Крысиха - Гюнтер Грасс
А как, крыса, обстоят дела с нашей медиасетью? По ночам ты мне снишься выросшей, с толстым хвостом. Но мои сны наяву тоже несвободны от крысиного. Как будто ты хотела расставить пахучие метки повсюду, даже там, где, как я полагал, я нахожусь за оградой и в уединении, чтобы разметить свою территорию и перекрыть мне путь к лазейкам.
Третья программа должна молчать. Никакой школьной радиопередачи для всех: расщепление ядра – сущий пустяк; вместо этого, с тех пор как моторный эверс «Новая Ильзебилль» пришвартовался в порту Стеге, я составляю длинный список того, что наш господин Мацерат мог бы взять с собой в Польшу, поскольку он наконец-то подал заявление на выдачу визы для себя и своего шофера.

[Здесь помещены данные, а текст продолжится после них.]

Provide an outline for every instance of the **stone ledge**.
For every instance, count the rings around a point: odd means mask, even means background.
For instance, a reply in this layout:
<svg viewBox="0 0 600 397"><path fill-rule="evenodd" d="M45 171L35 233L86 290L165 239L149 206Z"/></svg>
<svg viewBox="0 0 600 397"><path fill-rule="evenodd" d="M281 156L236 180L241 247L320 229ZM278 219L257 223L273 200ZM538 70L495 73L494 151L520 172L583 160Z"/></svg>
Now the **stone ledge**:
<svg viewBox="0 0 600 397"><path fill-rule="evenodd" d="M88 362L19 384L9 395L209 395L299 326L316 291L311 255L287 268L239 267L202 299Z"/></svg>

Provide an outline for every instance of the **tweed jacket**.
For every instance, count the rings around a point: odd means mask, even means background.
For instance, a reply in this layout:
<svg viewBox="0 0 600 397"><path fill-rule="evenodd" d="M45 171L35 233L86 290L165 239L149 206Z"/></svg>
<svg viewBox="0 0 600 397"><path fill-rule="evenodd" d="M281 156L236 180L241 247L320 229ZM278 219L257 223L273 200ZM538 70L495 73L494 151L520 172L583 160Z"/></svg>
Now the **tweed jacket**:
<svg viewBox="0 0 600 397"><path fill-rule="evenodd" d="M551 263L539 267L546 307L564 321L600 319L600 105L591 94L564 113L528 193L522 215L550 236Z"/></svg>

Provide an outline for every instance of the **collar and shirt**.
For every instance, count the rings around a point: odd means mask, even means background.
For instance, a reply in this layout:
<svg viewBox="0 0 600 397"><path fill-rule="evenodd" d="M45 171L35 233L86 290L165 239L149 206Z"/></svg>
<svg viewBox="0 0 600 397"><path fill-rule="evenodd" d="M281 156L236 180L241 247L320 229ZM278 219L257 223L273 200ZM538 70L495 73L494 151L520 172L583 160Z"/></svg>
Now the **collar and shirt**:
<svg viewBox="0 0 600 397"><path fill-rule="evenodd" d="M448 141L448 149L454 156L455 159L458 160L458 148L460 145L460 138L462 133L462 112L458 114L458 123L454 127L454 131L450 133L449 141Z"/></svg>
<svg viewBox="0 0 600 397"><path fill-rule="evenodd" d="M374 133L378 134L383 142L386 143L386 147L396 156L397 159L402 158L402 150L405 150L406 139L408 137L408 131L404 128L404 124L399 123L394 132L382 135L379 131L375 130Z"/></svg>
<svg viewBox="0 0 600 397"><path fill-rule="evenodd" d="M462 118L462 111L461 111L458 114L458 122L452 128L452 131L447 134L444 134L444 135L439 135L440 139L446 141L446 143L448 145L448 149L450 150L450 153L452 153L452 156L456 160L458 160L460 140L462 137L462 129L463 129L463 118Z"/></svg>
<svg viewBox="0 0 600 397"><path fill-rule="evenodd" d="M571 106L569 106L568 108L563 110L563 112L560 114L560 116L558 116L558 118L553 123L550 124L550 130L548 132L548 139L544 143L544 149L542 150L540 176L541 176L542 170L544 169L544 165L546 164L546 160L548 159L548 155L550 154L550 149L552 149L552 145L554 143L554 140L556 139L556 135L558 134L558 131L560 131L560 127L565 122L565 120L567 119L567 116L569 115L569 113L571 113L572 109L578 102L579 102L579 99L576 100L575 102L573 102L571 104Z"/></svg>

Помимо подарков на день рождения для бабушки, в его багаже должен быть мешочек с сине-белыми пластиковыми гномиками. Множество смурфиков порадуют маленьких, способных вырасти кашубских детей[15].
Помимо этого я знаю, какие ведутся приготовления к празднованию сто седьмого дня рождения Анны Коляйчек. Сахар и мука в кульках, потому что предстоит испечь много пирогов с посыпкой и маком. Студень из свиной головы варится до тех пор, пока не пообещает застыть сам по себе. Пересчитываются консервированные грибы в банках с прошлой осени, среди которых всегда есть хрупковатые зеленушки. Кто-то приносит в достаточном количестве тмин для капустного салата. По желанию гостей издалека жарят свиное сало. Из Карчемок и Кокошек, яйца собираются отовсюду. Забота о том, чтобы достаточное количество пионов было готово для срезки. Благодаря помощи церкви в запасе есть сто семь свечей. Все еще не хватает бутылок картофельного шнапса.
О художнике Мальскате я могу сказать вот что: я сообщу о нем, как только позволит крысиха. Когда и где он родился. Каково было его обучение. Куда привели его годы странствий. Что заставило его столь готично мечтать на высоких подмостках. Именно поэтому против него возбудили процесс в Любеке, городе, известном не только своими марципанами.
Возможно, пока Гензель и Гретель все еще бегут по мертвому лесу, мне стоит вписать также прогулку женщин по городу. Только четверо из них в увольнении на берегу. Старуха говорит, что ей нужно загодя приготовить краснокочанную капусту.
Поскольку Стеге на Мёне – это прежде всего торговый центр, где на главной улице круглый год проводится Udsalg[16], женщины совершают много покупок. В магазине самообслуживания под названием Irma они набивают три тележки: жестянки и склянки, фрукты и овощи, завернутые в фольгу, мясо в упаковке и свежезамороженное, различные виды хрустящих хлебцев, зернистый творог, ремулад, попкорн для океанографши, еще то и это, средство для мытья посуды, туалетная бумага, много бутылочного пива и две бутылки аквавита для старухи. Петрушка и шнитт-лук доступны в свежем виде. Им приходится тащиться тяжело навьюченными. У булочника есть кринглы[17], в рыбной лавке – свежая сельдь, в табачной лавке – газеты и то, что курит каждая из женщин.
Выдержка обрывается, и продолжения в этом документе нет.